Bye Bye Brew Equipment
We’re just over two weeks from loading the boat on a truck bound for Bayfield. At times it’s hard to believe that this is really happening, but it certainly is.
We sold our 3,000 square foot foot house and moved into a 1,500 square foot rental. I’m not sure how to measure the size of the new “house” but it’s well under 300 square feet. An example of the downsizing is the barbecue grills. The large scale grill has been sold and replaced with the new boat grill. The size is different but so far the meals have been just as good. When we get things figured out a little more, we’ll plumb the new grill to the ship’s propane tanks and ditch the little green bottles.
We’ve been working hard on a number of different fronts but haven’t completed a lot of projects. We did get the SSB install done and I think it’s going to work out fine. We’ve got a little 30′, 14- gauge antenna rigged up and we’ve tuned people on both coasts so I think it’s done mostly right.
Mounting Shelf Below Nav Desk
Phebe has made great progress on recovering the interior cushions. I expect next weeks post to show the new interior look with all new cushions.

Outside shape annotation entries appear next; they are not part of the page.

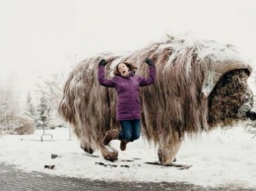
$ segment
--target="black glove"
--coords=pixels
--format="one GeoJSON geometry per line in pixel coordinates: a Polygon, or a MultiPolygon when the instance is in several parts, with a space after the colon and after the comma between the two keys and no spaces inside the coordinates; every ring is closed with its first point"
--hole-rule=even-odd
{"type": "Polygon", "coordinates": [[[105,66],[106,65],[106,61],[104,59],[101,59],[99,62],[98,62],[98,66],[105,66]]]}
{"type": "Polygon", "coordinates": [[[149,66],[155,65],[154,60],[151,59],[151,58],[146,58],[146,59],[145,59],[145,62],[146,62],[147,64],[149,64],[149,66]]]}

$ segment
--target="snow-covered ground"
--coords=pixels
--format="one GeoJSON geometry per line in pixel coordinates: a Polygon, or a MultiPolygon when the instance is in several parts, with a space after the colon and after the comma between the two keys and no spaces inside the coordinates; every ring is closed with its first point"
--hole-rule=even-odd
{"type": "Polygon", "coordinates": [[[128,144],[127,150],[119,150],[119,142],[111,145],[118,149],[118,160],[102,159],[98,152],[89,157],[80,149],[75,136],[70,138],[69,129],[47,130],[44,136],[36,130],[33,135],[0,137],[0,162],[16,164],[26,171],[41,171],[49,174],[79,178],[117,181],[188,182],[201,186],[239,186],[256,188],[256,137],[235,127],[203,133],[197,138],[184,141],[177,163],[193,165],[189,169],[151,165],[145,162],[158,160],[158,150],[142,138],[128,144]],[[57,155],[51,159],[51,155],[57,155]],[[133,161],[127,161],[133,160],[133,161]],[[104,165],[98,164],[103,162],[104,165]],[[44,165],[55,165],[53,169],[44,165]],[[116,165],[116,166],[115,166],[116,165]],[[128,167],[129,166],[129,167],[128,167]]]}

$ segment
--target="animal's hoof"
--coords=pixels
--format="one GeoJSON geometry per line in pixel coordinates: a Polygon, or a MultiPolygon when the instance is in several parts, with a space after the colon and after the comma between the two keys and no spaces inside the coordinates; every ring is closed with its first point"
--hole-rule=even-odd
{"type": "Polygon", "coordinates": [[[86,153],[88,153],[88,154],[91,154],[91,155],[94,154],[94,152],[95,152],[92,148],[89,148],[89,149],[88,148],[84,148],[84,151],[86,153]]]}
{"type": "Polygon", "coordinates": [[[252,121],[255,121],[256,120],[256,112],[254,110],[250,110],[247,113],[247,117],[249,117],[252,121]]]}

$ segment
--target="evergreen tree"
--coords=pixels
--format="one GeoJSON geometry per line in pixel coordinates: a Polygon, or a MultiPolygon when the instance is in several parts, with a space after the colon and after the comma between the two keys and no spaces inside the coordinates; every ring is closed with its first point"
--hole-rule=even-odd
{"type": "Polygon", "coordinates": [[[31,92],[29,92],[27,96],[27,111],[29,111],[32,115],[35,115],[35,108],[32,104],[31,92]]]}

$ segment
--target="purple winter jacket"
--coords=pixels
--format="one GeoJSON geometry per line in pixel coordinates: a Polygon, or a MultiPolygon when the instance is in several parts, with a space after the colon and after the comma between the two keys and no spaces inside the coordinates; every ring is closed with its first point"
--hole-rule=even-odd
{"type": "Polygon", "coordinates": [[[129,77],[114,76],[108,80],[104,77],[104,66],[98,66],[97,80],[99,84],[107,88],[115,88],[117,92],[116,118],[118,121],[141,118],[139,87],[153,84],[155,76],[156,66],[151,65],[147,78],[135,76],[134,73],[130,72],[129,77]]]}

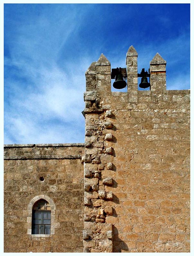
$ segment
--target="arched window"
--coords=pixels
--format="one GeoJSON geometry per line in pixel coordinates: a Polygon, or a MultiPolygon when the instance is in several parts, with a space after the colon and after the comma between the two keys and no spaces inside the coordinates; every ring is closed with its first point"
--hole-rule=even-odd
{"type": "Polygon", "coordinates": [[[36,202],[32,209],[32,234],[51,234],[51,206],[45,200],[36,202]]]}

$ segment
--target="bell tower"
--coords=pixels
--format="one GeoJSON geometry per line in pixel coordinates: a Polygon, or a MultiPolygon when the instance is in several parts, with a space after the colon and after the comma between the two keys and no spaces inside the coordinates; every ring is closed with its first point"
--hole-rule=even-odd
{"type": "Polygon", "coordinates": [[[84,252],[189,251],[190,91],[166,90],[158,53],[138,90],[137,56],[127,92],[103,54],[86,73],[84,252]]]}

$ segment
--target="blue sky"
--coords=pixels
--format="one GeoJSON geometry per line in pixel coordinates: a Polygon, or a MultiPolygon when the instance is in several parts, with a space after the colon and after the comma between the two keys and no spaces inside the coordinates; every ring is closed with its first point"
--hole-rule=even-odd
{"type": "Polygon", "coordinates": [[[4,144],[83,143],[85,72],[103,53],[138,73],[158,52],[168,90],[190,89],[189,4],[4,5],[4,144]]]}

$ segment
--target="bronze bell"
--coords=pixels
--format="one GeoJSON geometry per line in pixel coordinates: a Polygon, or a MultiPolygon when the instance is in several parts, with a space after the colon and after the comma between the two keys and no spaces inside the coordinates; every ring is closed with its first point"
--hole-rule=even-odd
{"type": "Polygon", "coordinates": [[[140,88],[147,88],[150,86],[150,84],[148,81],[148,79],[146,76],[142,77],[141,82],[139,84],[140,88]]]}
{"type": "Polygon", "coordinates": [[[115,81],[113,83],[113,86],[115,89],[122,89],[127,85],[127,83],[123,79],[121,72],[119,72],[116,76],[115,81]]]}

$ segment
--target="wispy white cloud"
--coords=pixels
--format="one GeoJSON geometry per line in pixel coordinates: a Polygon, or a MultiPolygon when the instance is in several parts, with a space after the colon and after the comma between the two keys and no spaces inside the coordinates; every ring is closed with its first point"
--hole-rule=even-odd
{"type": "MultiPolygon", "coordinates": [[[[5,143],[83,142],[84,119],[81,112],[84,108],[85,73],[102,53],[112,68],[124,67],[126,53],[133,44],[141,69],[148,69],[158,52],[167,62],[167,81],[171,84],[168,88],[183,89],[178,83],[187,86],[186,68],[181,80],[180,76],[173,80],[171,75],[174,76],[177,65],[180,67],[188,56],[189,38],[184,30],[161,42],[143,41],[136,33],[138,26],[141,27],[139,21],[135,26],[125,24],[123,29],[122,19],[113,18],[112,6],[38,5],[32,11],[27,7],[27,14],[22,12],[17,23],[14,19],[19,13],[16,18],[10,15],[9,26],[5,30],[9,52],[5,59],[5,143]],[[115,34],[114,29],[120,24],[123,31],[129,31],[127,39],[120,36],[119,33],[123,35],[119,30],[115,34]],[[114,40],[115,35],[117,41],[114,40]]],[[[134,6],[127,7],[127,14],[134,15],[134,6]]],[[[160,22],[167,27],[170,18],[164,15],[160,22]]],[[[125,16],[124,20],[128,19],[125,16]]],[[[131,19],[128,20],[130,23],[131,19]]],[[[155,32],[156,38],[158,32],[155,32]]]]}

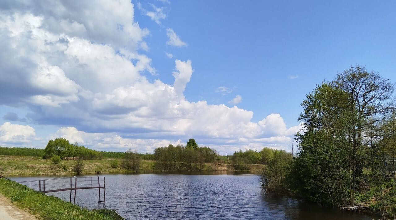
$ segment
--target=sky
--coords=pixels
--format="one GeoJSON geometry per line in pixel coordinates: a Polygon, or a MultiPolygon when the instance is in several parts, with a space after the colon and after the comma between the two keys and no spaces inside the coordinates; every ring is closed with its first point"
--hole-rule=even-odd
{"type": "Polygon", "coordinates": [[[351,65],[396,82],[396,2],[2,1],[0,145],[288,149],[351,65]]]}

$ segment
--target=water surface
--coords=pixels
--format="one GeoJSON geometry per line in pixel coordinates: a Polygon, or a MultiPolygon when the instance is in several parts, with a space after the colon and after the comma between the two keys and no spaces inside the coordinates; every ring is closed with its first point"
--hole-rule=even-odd
{"type": "MultiPolygon", "coordinates": [[[[321,207],[293,199],[263,195],[256,175],[219,173],[101,175],[106,177],[105,204],[98,204],[97,189],[77,190],[76,203],[89,209],[116,209],[127,219],[378,218],[363,213],[321,207]]],[[[11,179],[21,181],[53,177],[11,179]]],[[[69,201],[70,191],[48,194],[69,201]]]]}

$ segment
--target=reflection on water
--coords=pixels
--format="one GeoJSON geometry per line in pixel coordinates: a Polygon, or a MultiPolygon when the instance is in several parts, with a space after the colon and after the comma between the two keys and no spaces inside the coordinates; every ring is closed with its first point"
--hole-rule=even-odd
{"type": "MultiPolygon", "coordinates": [[[[76,203],[89,209],[116,209],[128,219],[365,220],[376,218],[263,195],[258,177],[250,174],[216,172],[101,176],[106,177],[106,204],[98,204],[98,190],[96,189],[78,190],[76,203]]],[[[11,179],[21,181],[53,177],[11,179]]],[[[50,194],[69,201],[70,191],[50,194]]]]}

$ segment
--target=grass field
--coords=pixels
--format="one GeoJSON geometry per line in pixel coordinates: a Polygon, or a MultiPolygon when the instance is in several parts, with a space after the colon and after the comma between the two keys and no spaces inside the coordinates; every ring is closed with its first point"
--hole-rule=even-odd
{"type": "MultiPolygon", "coordinates": [[[[119,166],[113,168],[110,165],[117,159],[84,160],[83,174],[126,173],[126,170],[119,166]]],[[[118,159],[121,162],[121,160],[118,159]]],[[[53,164],[49,160],[38,157],[0,155],[0,174],[5,176],[33,175],[63,175],[73,174],[72,170],[75,161],[62,161],[59,164],[53,164]]],[[[139,172],[154,172],[154,161],[141,161],[139,172]]],[[[259,173],[263,165],[250,165],[252,173],[259,173]]],[[[233,170],[230,165],[224,163],[206,164],[204,171],[233,170]]]]}
{"type": "MultiPolygon", "coordinates": [[[[39,219],[110,220],[108,216],[82,209],[53,196],[48,196],[4,178],[0,178],[0,193],[18,208],[39,219]]],[[[120,219],[120,218],[118,218],[120,219]]]]}

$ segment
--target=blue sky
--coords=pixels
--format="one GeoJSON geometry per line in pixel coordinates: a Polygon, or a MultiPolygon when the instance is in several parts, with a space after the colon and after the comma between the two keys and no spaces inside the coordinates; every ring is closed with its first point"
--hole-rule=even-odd
{"type": "Polygon", "coordinates": [[[394,2],[45,5],[0,4],[2,145],[287,149],[316,84],[356,64],[396,82],[394,2]]]}
{"type": "Polygon", "coordinates": [[[137,20],[153,30],[149,53],[162,80],[171,83],[171,76],[161,73],[174,68],[163,52],[192,61],[194,75],[185,92],[189,100],[200,96],[210,103],[227,103],[239,94],[243,101],[238,106],[253,111],[256,121],[277,113],[291,125],[305,95],[351,65],[366,65],[396,81],[394,2],[160,3],[169,12],[163,25],[174,27],[188,46],[167,46],[165,28],[147,16],[137,20]],[[225,96],[213,92],[221,86],[235,88],[225,96]]]}

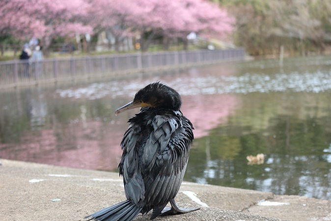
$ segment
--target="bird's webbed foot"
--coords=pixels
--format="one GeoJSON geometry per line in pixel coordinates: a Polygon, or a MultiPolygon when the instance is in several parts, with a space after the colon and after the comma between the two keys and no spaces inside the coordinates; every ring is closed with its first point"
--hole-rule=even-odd
{"type": "Polygon", "coordinates": [[[171,208],[166,207],[162,210],[162,213],[160,215],[162,216],[171,216],[182,213],[187,213],[190,212],[195,211],[200,209],[200,207],[195,207],[192,209],[187,208],[180,208],[175,202],[175,199],[172,199],[170,200],[170,204],[171,204],[171,208]]]}

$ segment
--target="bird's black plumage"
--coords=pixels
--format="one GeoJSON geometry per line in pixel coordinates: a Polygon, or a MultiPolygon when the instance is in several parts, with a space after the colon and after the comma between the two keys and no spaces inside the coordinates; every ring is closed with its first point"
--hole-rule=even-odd
{"type": "Polygon", "coordinates": [[[174,200],[193,139],[193,126],[181,112],[181,104],[177,91],[155,83],[139,90],[133,101],[116,110],[117,114],[142,108],[129,120],[130,125],[121,143],[123,154],[118,168],[127,200],[88,218],[130,221],[140,212],[144,214],[152,210],[153,220],[161,214],[173,215],[199,209],[180,209],[174,200]],[[169,202],[171,209],[165,209],[169,202]]]}

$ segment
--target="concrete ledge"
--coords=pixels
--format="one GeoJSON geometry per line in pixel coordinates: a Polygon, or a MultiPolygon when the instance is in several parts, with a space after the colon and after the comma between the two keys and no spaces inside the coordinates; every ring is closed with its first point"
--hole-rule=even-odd
{"type": "MultiPolygon", "coordinates": [[[[83,221],[125,199],[122,178],[116,173],[0,163],[1,220],[83,221]]],[[[331,220],[331,201],[298,196],[184,182],[176,199],[180,206],[202,208],[155,220],[331,220]]],[[[139,215],[135,220],[149,220],[149,216],[139,215]]]]}

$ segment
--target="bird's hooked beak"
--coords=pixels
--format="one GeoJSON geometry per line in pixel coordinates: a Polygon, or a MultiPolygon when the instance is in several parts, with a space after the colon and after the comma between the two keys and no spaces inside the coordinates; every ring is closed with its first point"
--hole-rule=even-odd
{"type": "Polygon", "coordinates": [[[119,108],[118,109],[116,110],[115,111],[115,114],[117,115],[119,113],[125,111],[125,110],[128,110],[134,109],[137,108],[143,108],[145,107],[150,107],[151,106],[151,105],[145,103],[143,103],[141,101],[137,102],[131,101],[129,103],[127,104],[124,106],[121,107],[119,108]]]}

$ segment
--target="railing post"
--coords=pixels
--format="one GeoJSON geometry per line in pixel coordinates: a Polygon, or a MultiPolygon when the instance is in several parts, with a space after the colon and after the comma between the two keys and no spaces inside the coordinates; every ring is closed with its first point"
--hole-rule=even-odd
{"type": "Polygon", "coordinates": [[[57,63],[57,59],[56,57],[54,58],[54,60],[53,61],[53,72],[54,78],[55,79],[57,79],[58,75],[58,65],[57,63]]]}
{"type": "Polygon", "coordinates": [[[17,83],[18,82],[18,61],[16,59],[14,61],[14,82],[17,83]]]}
{"type": "Polygon", "coordinates": [[[139,71],[142,69],[142,60],[141,58],[141,52],[138,52],[137,54],[137,68],[139,71]]]}

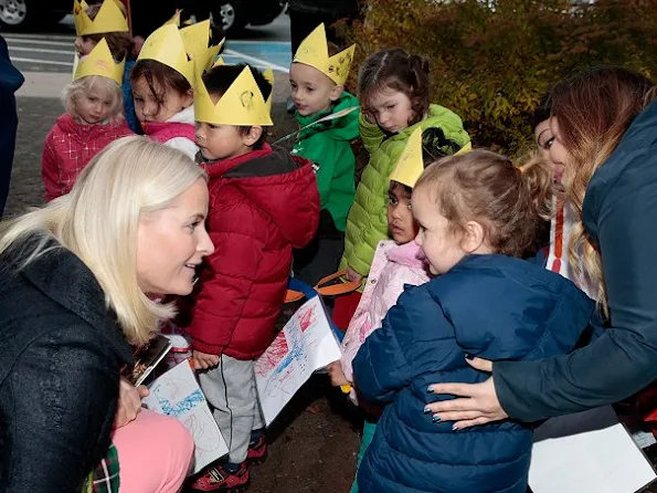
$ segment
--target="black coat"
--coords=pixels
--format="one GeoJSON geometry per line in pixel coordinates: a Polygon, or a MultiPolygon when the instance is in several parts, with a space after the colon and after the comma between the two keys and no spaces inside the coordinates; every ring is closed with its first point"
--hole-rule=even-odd
{"type": "Polygon", "coordinates": [[[0,258],[0,493],[78,493],[133,354],[77,256],[57,248],[17,273],[20,258],[0,258]]]}
{"type": "Polygon", "coordinates": [[[611,328],[569,356],[495,364],[495,388],[511,418],[617,402],[657,379],[657,102],[593,174],[583,217],[602,254],[611,328]]]}

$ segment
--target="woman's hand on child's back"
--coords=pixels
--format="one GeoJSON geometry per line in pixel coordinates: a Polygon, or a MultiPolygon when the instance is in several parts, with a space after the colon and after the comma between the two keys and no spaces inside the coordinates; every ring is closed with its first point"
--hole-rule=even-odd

Our water maker arrived the other day but likely won’t get installed until we’re underway. We won’t be able to use it until we’re in the ocean so we have some time.
Spectra 200T Watermaker
We’ve made progress on selling the possessions but still have a ways to go. Frankly, we’re to the point where it just needs to go. We’re looking for a young family that we could give some of it to. We’ve also started organizing what comes with and it’s starting to look like a large pile. More on that later.
We’ve returned from our travels which included 17 states, 7,500 miles of driving and about 60 nights away from home. Makes me tired just writing it. Now we’re back home in Turah, MT concentrating on getting Noodin ready and also getting our personal belongings squared away. Noodin leaves here on a truck about May 11th and we hope to be no more than a week behind. We’ve sold a few things this week but it’s primarily been a boat week. Phebe has been working on her sewing projects (dodger and helm seat) as well as crawling around in Noodin’s lockers squaring away some items for the SSB radio (marine HAM) install. I’ve been tinkering with a few different things including getting the new batteries installed (about 500ah of golf cart batteries), installing a custom protective cover over the new electrical area, and installing a new bi-color bow light. There’s been more work done but that’s what comes to mind. On a negative note, we discovered propane locker vent hoses that needed replacing and a manual windlass that binds up occasionally and needs servicing. Anyway, we seem to keep busy all day. Here’s more of the story in pictures.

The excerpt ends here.